As Registan readers well know, Central Asia is the black hole of international media. It is not the “other” but the other’s “other” — Russia’s orient, a region whose history and political complexities are poorly understood even by some who proclaim to be experts; a region whose best-known ambassador is Borat. In the world media, Central Asia is most notable for its absence; the only region not even worthy of inclusion in the international weather report. No one cares if it’s raining in a place that doesn’t, as far as the media are concerned, exist.
Yet as Registan readers also know, a lot happens in Central Asia. And I would argue that, over the last few years, a great deal of what happens in Central Asia happens online — not only what is reported on websites that boldly defy government censorship like Ferghana.ru, but what is written by ordinary people who share, as we do, their thoughts on the internet. The problem, of course, is that they do not generally do this in English. There is another internet, a secret internet, in which meaningful political conversations take place in Uzbek, Kyrgyz, Kazakh, Turkmen, and Tajik, yet the majority of the world remains none the wiser. (Russian, of course, is less of a barrier in this respect.) In numerous cases, Central Asians are talking about issues that could never be discussed in public in their home countries. They often do so in a way that would make little sense to a foreigner even if he or she could read it. They focus on internal politics, national concerns, personal grudges. In short, like most people in the world, they write about each other, and for each other.

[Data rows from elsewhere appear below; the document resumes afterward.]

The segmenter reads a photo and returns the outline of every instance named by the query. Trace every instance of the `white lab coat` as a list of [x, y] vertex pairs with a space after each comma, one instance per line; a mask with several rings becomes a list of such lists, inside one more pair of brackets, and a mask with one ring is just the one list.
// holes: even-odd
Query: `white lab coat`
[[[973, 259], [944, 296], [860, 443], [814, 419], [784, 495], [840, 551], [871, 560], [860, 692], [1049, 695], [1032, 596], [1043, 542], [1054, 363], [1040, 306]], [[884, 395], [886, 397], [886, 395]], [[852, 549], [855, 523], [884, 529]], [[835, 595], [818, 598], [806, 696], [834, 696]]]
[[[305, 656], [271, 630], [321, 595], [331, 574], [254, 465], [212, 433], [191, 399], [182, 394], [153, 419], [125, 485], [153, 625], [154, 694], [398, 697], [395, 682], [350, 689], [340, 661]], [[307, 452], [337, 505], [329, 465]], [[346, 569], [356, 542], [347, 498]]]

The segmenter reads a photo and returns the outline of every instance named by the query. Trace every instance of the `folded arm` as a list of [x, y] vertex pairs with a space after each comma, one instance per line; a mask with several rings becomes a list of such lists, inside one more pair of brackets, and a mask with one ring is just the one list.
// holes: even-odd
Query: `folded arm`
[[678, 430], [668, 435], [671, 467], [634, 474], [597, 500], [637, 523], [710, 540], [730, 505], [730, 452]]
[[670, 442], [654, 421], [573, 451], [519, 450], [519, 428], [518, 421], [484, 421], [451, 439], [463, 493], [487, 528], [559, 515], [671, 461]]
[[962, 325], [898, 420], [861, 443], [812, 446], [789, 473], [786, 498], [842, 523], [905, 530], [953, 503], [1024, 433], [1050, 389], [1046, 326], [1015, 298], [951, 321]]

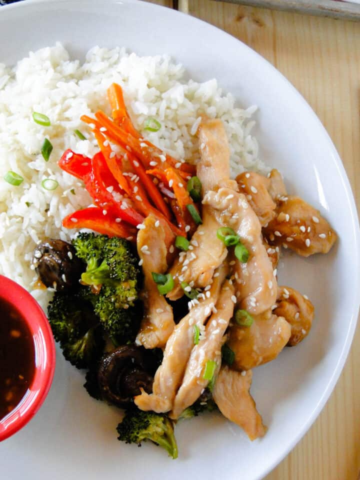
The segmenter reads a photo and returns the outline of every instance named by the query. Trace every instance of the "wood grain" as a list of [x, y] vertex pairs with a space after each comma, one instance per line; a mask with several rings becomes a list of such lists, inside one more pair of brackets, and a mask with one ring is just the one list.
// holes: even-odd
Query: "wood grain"
[[[300, 92], [335, 144], [360, 209], [360, 23], [212, 0], [190, 0], [188, 11], [256, 50]], [[358, 326], [328, 404], [266, 480], [360, 480], [360, 474]]]

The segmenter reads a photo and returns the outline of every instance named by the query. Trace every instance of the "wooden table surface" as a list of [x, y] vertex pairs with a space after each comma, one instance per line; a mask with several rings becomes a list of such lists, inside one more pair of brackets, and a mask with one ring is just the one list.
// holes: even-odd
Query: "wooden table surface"
[[[172, 6], [170, 0], [152, 1]], [[360, 22], [214, 0], [179, 0], [178, 6], [254, 48], [303, 95], [342, 159], [360, 211]], [[328, 402], [266, 480], [360, 480], [358, 326]]]

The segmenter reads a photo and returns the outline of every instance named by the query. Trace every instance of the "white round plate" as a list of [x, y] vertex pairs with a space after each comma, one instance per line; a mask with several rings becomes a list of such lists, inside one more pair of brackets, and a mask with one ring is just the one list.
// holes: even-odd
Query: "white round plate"
[[260, 479], [288, 453], [320, 413], [339, 376], [358, 308], [359, 227], [341, 160], [319, 120], [271, 65], [224, 32], [152, 4], [115, 0], [26, 0], [0, 8], [0, 62], [13, 64], [60, 40], [74, 56], [95, 44], [138, 54], [168, 53], [198, 80], [216, 78], [239, 104], [260, 107], [260, 156], [284, 174], [291, 193], [320, 210], [338, 233], [330, 254], [288, 256], [280, 281], [315, 305], [310, 334], [254, 371], [252, 392], [268, 431], [254, 442], [220, 415], [176, 426], [179, 458], [150, 443], [116, 440], [118, 412], [93, 400], [84, 377], [58, 352], [50, 394], [35, 418], [0, 448], [11, 480], [159, 478]]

I would argue that when most Kyrgyz posted on Twitter, they did so for each other. They searched for meaning and answers, using the internet to forge a connection to their countrymen as chaos reigned outside. And through it all, they evaluated Kyrgyzstan’s politics, providing a rich and ongoing commentary of events. In Morozov’s view, this is irrelevant. He compares Kyrgyzstan unfavorably to Iran, noting that the Kyrgyz did not use the internet for strategic purposes, but merely to spread information. He notes that Kyrgyzstan did not rate as highly as a “trending topic” in Twitter as did Iran in the summer of 2009 (while failing to mention that Iran has a population more than ten times larger than Kyrgyzstan’s). Such an evaluative perspective, in which countries are judged winners and losers by virtue of their search ranking, leads to headlines like Andrew Sullivan’s “This Revolution Will Not Be Tweeted” (an article about Morozov’s article). This revolution was tweeted. But unfortunately, the significance of those tweets is decided not by the people who wrote and read them, but by observers in the West. As a result of this, Kyrgyzstan becomes relevant only in its relation to other nations and other revolutions. This is the virtual equivalent of the Great Game, with Central Asia but an afterthought to which people can apply their pet theories.
What we make of Kyrgyzstan’s internet content may seem irrelevant in light of the enormity of what has happened. But it is indicative of a deeper problem — a refusal to consider Central Asia in terms of Central Asia, a refusal to see the actions and ideas of Central Asians as meaningful in their own right. Central Asia is no longer an inaccessible hinterland. Thanks to the internet, the world can hear what innumerable Central Asians have to say. The question is whether they care to listen.